Mimo niekorzystnego przebiegu zdarzeń, trener gości Piotr Przybecki nieprzerwanie motywował swój młody zespół do walki. Im bliżej było do końca pierwszej połowy, tym większą liczbę juniorów posyłał do boju.

Ich małe doświadczenie w grze na najwyższym poziomie wykorzystywał między innymi Mateusz Jankowski, poczynający sobie z ogromną swobodą na kole. Między innymi dzięki jego golom gwardziści schodzili na przerwę z prowadzeniem 18:13.

Tuż po wyjściu z szatni podopieczni Rafała Kuptela tak podkręcili tempo, że w czasie 12 minut odskoczyli rywalom już na 11 bramek (27:16). Bramkarzy wrocławian z łatwością zaskakiwali rozgrywający Kamil Mokrzki i Antoni Łangowski, a także obrotowy Mindaugas Tarcijonas.

Widząc absolutną dominację swojego zespołu, szkoleniowiec opolan dał szansę dłużej pograć młodym zawodnikom. Najwięcej minut otrzymali bramkarz Mateusz Zembrzycki i skrzydłowy Karol Siwak, który zakończył potyczkę z dorobkiem 2 trafień.

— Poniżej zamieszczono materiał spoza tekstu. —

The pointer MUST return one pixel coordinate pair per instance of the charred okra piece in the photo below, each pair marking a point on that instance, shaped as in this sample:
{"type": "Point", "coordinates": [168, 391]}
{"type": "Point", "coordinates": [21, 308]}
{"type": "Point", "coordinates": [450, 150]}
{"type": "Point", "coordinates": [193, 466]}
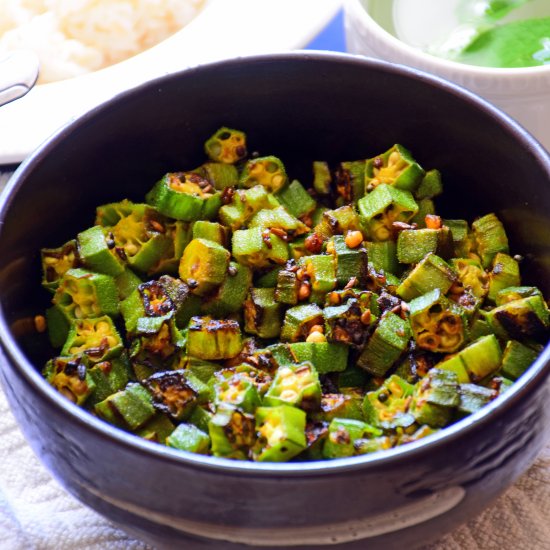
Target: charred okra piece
{"type": "Point", "coordinates": [299, 320]}
{"type": "Point", "coordinates": [82, 294]}
{"type": "Point", "coordinates": [187, 437]}
{"type": "Point", "coordinates": [385, 346]}
{"type": "Point", "coordinates": [388, 406]}
{"type": "Point", "coordinates": [438, 324]}
{"type": "Point", "coordinates": [350, 261]}
{"type": "Point", "coordinates": [213, 339]}
{"type": "Point", "coordinates": [281, 433]}
{"type": "Point", "coordinates": [517, 358]}
{"type": "Point", "coordinates": [296, 199]}
{"type": "Point", "coordinates": [296, 385]}
{"type": "Point", "coordinates": [130, 408]}
{"type": "Point", "coordinates": [97, 338]}
{"type": "Point", "coordinates": [414, 244]}
{"type": "Point", "coordinates": [185, 196]}
{"type": "Point", "coordinates": [435, 398]}
{"type": "Point", "coordinates": [262, 314]}
{"type": "Point", "coordinates": [226, 145]}
{"type": "Point", "coordinates": [232, 432]}
{"type": "Point", "coordinates": [343, 434]}
{"type": "Point", "coordinates": [204, 265]}
{"type": "Point", "coordinates": [350, 180]}
{"type": "Point", "coordinates": [97, 249]}
{"type": "Point", "coordinates": [70, 376]}
{"type": "Point", "coordinates": [504, 273]}
{"type": "Point", "coordinates": [384, 206]}
{"type": "Point", "coordinates": [490, 238]}
{"type": "Point", "coordinates": [56, 262]}
{"type": "Point", "coordinates": [176, 393]}
{"type": "Point", "coordinates": [231, 294]}
{"type": "Point", "coordinates": [395, 167]}
{"type": "Point", "coordinates": [324, 356]}
{"type": "Point", "coordinates": [430, 273]}
{"type": "Point", "coordinates": [520, 319]}
{"type": "Point", "coordinates": [259, 247]}
{"type": "Point", "coordinates": [266, 171]}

W dalszej kolejności na boisku zameldowali się Piotr Komisarczyk oraz Maciej Stańko. Obaj zanotowali po jednym golu - pierwszy w wymienionych rzucił go z prawego skrzydła, drugi z koła. Gracze z Wrocławia nie byli już w stanie choćby minimalnie zniwelować strat. Mecz zakończył się wygraną Gwardii 38:26.

Gwardia Opole - Śląsk Wrocław 38:26 (18:13)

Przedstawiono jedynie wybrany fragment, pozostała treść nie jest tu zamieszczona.